Tuesday, May 28, 2013

Top Five Dos and Don'ts When Employing Interns

Like most Silicon Valley technology companies, we hire interns at FirstRain. Sometimes they are active graduate students looking for work experience and interesting problems to solve while finishing their doctorate, sometimes they are in the final few months of a bachelors and want to try on a job to see if they enjoy it, and sometimes they are full time students working for the Summer. In all cases having them in our company is a huge win for us. So far every one has been an energy source, working hard and doing good work while allowing us to foster potential future employees (we like to hire our interns if they're good).

But it's important that being an intern is good for the intern, not just for FirstRain. I've got young friends who interned for free (at other companies, not FirstRain!) - long hours where they felt taken advantage of and that doesn't seem fair. So here's my (somewhat tongue in cheek) list of the top Dos and Don'ts for employing interns...

Do - hire the very smart ones and load them up with work. It's a win-win. You get a lot of great work done at reasonable cost, they get to experience that incredible satisfaction of conquering a mountain of work. Yes conquering the mountain is fun in the end, trust me.

Don't - take them out drinking and flirt with them. A challenge for some of you I know, but a friend of mine did that and even though he thought it was harmless she complained and his career with his company went sideways for 2 years.

Do - give them a plan for the time they are interning with you. What you expect them to learn, why, what you hope they'll be able to do with it afterwards. This is motivating and gives the work a purpose.

Don't - sit them all together and just expect them to work it out. One of the things you want them to learn is how to be productive and professional in an office. That means teaming them up with one of your professionals who'll be there to mentor them.

Do - make the work you have them doing interesting and relevant to their ambitions. A brilliant PhD student in big data analytics - give her your hardest problem and watch her impress you; a creative and smart new graduate in marketing and design - show him your visual brand and all the things you don't like about it and support him as he tells you all the ways he'll bury your ideas with his own.

Don't - expect them to read your mind. If you're not getting what you want go and talk to them. Could be they are intimidated by you (always hard for me to imagine but I guess the title VP or CEO can be a barrier) and you need to help them get what they need to complete the task you've set them.

Do - stretch them. Let them try things they've never tried before. For example Facebook is running a summer intern program this year for non computer science students, teaching them how to code. They're expanding their potential labor pool and introducing a bunch of structured thinkers to a whole new career. A great idea.

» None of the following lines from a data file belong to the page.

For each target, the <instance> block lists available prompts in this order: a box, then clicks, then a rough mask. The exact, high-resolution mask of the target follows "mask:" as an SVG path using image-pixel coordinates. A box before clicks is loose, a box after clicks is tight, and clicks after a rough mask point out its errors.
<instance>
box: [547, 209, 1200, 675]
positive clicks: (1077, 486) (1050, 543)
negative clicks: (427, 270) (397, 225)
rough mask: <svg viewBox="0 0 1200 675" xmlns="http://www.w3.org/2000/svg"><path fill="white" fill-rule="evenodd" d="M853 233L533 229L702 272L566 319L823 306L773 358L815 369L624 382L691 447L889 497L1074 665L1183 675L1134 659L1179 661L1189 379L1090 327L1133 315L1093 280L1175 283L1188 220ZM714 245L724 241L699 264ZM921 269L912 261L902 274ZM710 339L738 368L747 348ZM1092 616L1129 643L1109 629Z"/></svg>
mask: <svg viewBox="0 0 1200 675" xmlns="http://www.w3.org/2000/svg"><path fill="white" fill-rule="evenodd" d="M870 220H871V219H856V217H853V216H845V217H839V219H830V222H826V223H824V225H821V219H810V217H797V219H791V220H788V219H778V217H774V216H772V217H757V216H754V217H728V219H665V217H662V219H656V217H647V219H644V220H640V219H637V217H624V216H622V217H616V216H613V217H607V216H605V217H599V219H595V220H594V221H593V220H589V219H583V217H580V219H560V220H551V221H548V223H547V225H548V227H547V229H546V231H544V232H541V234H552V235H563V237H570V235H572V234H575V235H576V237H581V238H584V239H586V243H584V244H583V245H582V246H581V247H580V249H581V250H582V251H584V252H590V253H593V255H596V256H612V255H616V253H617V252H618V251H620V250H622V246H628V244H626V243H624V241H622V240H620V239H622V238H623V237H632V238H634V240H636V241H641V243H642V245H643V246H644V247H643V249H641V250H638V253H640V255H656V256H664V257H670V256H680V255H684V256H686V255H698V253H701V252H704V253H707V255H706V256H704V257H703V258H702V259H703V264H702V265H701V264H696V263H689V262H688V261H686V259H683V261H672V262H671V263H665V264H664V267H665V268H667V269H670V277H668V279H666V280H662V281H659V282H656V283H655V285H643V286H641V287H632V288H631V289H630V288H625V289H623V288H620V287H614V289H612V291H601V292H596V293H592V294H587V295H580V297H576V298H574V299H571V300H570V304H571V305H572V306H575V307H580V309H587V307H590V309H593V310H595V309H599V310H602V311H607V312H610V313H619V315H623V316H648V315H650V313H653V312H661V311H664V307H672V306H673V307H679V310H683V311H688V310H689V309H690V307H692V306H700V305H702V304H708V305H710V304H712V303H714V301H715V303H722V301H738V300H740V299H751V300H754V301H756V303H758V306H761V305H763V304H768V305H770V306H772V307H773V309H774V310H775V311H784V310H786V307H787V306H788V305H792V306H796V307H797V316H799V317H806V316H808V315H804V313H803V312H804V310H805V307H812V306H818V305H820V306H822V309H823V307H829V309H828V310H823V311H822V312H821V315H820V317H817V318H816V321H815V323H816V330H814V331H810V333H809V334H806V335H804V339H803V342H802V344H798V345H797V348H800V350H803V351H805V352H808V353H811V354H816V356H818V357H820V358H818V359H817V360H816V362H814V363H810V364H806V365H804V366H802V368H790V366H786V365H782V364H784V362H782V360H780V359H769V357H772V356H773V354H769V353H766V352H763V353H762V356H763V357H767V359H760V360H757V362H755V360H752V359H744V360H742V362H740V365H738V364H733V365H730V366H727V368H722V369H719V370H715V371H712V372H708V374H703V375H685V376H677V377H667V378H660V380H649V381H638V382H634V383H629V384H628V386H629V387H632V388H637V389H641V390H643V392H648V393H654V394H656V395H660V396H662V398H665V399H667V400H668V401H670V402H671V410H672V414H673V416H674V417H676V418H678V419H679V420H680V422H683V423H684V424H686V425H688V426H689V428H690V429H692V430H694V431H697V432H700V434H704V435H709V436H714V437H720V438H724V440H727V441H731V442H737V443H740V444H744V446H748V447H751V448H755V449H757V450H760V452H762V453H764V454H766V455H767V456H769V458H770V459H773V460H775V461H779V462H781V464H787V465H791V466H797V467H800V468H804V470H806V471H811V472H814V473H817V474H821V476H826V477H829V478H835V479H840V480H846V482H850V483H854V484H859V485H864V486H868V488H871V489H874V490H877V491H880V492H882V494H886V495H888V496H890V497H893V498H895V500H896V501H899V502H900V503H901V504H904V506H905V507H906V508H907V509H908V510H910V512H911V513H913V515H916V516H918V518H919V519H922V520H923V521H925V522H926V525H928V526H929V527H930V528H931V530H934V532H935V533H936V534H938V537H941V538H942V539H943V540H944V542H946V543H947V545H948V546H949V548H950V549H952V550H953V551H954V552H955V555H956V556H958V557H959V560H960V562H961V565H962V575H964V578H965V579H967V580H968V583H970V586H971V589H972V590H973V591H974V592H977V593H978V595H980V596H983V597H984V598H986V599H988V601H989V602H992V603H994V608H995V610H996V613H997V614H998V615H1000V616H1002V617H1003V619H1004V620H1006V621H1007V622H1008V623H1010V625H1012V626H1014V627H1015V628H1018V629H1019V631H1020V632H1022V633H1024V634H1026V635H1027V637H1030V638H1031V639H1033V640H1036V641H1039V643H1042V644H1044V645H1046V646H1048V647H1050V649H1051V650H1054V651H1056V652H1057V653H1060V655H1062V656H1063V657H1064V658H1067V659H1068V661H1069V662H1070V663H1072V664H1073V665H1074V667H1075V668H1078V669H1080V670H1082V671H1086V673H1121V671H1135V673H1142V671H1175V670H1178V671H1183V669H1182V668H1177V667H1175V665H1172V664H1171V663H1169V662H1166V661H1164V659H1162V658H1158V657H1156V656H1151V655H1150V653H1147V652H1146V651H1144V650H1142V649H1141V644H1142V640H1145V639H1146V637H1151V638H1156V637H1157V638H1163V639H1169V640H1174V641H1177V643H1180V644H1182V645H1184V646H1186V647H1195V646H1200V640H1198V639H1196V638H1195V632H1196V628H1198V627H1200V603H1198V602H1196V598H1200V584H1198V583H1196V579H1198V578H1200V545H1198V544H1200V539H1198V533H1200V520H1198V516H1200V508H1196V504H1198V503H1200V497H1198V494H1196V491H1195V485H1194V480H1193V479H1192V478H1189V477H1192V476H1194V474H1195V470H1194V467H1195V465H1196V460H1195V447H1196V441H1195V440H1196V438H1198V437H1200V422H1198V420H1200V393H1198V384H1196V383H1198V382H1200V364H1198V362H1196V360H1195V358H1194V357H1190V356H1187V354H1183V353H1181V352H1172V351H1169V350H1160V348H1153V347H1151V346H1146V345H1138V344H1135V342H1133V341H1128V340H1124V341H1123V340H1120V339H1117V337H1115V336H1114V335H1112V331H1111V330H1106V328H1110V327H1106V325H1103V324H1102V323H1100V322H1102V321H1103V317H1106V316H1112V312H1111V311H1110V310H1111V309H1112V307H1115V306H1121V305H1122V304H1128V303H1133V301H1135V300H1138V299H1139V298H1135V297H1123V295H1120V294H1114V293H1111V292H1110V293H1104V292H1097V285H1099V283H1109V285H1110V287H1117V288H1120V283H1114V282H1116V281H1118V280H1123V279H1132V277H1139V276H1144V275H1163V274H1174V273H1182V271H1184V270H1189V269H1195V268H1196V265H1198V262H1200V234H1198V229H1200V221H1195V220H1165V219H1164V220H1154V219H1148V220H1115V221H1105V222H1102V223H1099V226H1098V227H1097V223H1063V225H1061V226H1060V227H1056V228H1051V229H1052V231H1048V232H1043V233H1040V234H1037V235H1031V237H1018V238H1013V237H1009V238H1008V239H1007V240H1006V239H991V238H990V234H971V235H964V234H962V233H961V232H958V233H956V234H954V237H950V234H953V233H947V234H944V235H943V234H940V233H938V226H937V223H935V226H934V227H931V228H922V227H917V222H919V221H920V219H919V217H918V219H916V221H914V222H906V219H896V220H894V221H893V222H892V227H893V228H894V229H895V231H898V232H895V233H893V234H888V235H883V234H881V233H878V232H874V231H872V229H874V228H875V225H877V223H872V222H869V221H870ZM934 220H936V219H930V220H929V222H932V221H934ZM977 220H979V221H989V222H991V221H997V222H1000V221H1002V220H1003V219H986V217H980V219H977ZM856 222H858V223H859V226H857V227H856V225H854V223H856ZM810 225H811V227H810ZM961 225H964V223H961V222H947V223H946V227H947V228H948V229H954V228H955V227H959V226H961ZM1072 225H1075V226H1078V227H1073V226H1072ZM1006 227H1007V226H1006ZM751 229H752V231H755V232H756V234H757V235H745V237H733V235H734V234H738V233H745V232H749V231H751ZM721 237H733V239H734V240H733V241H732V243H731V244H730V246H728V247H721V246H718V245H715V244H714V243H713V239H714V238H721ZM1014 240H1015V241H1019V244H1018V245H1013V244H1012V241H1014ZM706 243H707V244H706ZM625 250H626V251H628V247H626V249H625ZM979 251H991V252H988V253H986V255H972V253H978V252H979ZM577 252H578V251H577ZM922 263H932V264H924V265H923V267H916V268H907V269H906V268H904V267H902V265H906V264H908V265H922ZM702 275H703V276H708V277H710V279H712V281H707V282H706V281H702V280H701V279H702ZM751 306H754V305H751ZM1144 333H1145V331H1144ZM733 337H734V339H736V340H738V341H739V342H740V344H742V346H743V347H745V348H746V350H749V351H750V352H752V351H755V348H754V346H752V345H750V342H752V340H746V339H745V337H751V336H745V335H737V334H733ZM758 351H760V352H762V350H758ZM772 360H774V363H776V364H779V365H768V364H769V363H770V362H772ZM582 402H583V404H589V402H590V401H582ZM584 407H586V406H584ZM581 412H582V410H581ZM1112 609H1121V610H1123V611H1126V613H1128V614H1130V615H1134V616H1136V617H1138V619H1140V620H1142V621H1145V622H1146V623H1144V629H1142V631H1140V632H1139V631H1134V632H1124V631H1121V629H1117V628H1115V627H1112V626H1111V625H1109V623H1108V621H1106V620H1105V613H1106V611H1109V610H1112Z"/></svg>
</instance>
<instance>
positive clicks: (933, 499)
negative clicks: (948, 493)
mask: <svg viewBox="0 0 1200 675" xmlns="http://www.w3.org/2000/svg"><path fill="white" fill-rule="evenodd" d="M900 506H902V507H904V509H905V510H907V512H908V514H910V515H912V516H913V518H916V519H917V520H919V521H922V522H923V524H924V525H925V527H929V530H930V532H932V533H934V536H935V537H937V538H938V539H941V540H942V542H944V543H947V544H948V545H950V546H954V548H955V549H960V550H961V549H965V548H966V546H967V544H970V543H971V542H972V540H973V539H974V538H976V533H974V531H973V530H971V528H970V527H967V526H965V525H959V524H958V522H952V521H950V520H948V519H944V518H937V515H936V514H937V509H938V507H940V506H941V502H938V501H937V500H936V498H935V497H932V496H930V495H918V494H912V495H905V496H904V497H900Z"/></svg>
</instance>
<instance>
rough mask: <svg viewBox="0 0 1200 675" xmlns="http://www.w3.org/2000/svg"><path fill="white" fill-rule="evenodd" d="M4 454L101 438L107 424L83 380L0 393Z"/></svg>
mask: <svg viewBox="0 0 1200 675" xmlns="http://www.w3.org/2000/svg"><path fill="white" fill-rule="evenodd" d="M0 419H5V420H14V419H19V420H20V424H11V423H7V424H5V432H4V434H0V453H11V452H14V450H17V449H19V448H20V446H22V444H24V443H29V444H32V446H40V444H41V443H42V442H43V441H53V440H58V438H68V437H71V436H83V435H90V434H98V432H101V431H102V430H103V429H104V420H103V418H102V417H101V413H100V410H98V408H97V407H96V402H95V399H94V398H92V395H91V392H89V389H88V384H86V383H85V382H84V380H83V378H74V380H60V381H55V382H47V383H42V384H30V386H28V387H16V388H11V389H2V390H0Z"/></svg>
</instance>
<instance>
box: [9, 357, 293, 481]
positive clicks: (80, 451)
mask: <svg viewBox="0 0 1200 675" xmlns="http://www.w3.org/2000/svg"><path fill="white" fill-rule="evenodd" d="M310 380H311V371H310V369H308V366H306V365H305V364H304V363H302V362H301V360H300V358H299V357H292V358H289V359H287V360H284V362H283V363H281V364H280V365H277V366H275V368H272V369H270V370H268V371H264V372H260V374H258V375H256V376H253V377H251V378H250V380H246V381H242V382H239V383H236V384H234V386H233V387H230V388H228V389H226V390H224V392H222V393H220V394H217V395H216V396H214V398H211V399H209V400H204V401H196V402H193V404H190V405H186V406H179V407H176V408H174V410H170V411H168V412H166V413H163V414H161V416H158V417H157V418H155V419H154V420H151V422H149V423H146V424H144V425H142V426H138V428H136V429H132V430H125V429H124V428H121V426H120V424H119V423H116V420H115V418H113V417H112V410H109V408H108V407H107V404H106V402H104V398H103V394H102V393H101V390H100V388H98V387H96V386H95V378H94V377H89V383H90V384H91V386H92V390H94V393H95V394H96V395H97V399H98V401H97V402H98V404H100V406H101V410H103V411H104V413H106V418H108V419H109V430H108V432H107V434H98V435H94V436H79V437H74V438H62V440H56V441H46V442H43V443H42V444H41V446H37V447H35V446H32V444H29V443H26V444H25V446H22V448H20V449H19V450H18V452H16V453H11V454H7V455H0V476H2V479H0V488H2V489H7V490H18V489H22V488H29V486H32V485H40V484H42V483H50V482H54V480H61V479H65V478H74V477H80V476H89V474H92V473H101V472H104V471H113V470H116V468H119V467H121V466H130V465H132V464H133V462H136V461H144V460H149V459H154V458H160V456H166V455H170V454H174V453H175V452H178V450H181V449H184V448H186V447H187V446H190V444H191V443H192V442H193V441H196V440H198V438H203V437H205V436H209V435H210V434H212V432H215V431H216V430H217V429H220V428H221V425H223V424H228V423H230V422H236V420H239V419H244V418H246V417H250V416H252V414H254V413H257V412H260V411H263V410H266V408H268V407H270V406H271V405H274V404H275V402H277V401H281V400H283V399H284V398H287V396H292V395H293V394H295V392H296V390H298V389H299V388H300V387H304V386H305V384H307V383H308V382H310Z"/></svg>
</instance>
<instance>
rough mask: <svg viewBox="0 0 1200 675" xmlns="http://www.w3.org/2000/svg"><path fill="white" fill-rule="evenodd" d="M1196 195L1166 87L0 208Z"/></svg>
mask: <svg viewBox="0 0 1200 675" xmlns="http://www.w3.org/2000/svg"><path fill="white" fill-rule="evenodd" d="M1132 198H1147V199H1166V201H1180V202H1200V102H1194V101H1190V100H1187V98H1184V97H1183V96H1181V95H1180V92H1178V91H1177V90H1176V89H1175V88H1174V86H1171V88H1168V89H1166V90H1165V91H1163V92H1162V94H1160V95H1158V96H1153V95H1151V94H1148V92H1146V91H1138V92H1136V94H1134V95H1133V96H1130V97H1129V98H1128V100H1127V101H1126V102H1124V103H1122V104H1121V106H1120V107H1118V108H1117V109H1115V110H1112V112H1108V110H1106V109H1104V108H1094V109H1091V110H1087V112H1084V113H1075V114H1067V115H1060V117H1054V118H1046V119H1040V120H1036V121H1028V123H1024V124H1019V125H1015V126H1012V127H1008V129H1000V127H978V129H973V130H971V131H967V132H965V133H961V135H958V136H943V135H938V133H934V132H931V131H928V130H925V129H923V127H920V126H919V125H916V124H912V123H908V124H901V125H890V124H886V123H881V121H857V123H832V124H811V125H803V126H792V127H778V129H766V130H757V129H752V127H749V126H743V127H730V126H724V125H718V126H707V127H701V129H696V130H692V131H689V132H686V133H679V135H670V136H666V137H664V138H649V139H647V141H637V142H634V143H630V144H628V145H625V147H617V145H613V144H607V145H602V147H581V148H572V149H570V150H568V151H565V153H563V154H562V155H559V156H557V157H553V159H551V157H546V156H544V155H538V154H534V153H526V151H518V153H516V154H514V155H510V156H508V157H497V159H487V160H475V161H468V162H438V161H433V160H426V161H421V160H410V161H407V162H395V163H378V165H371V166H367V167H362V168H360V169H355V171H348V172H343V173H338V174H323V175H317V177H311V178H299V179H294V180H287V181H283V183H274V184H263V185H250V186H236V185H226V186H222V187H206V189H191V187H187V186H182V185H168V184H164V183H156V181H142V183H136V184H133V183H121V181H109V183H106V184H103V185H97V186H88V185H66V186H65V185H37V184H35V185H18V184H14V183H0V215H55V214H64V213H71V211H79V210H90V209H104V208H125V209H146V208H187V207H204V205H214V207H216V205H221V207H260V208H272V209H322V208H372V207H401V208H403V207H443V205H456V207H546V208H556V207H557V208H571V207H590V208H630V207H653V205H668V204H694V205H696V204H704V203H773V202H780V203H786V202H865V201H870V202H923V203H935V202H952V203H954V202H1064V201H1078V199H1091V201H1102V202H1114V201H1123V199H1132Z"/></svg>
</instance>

Don't - treat them differently. They are with you because they want experience. Give them experience. Include them in company all hands, let them shadow you in meetings, treat them like employees so they know what it's like.

Do - feed them. We call it the FirstRain 15. Hey, interns should be able to eat too much great food every day and gain weight too.

Don't - let them hug you at work when they're happy. It sets the wrong impression. Even if one of the interns is your kid. Seriously.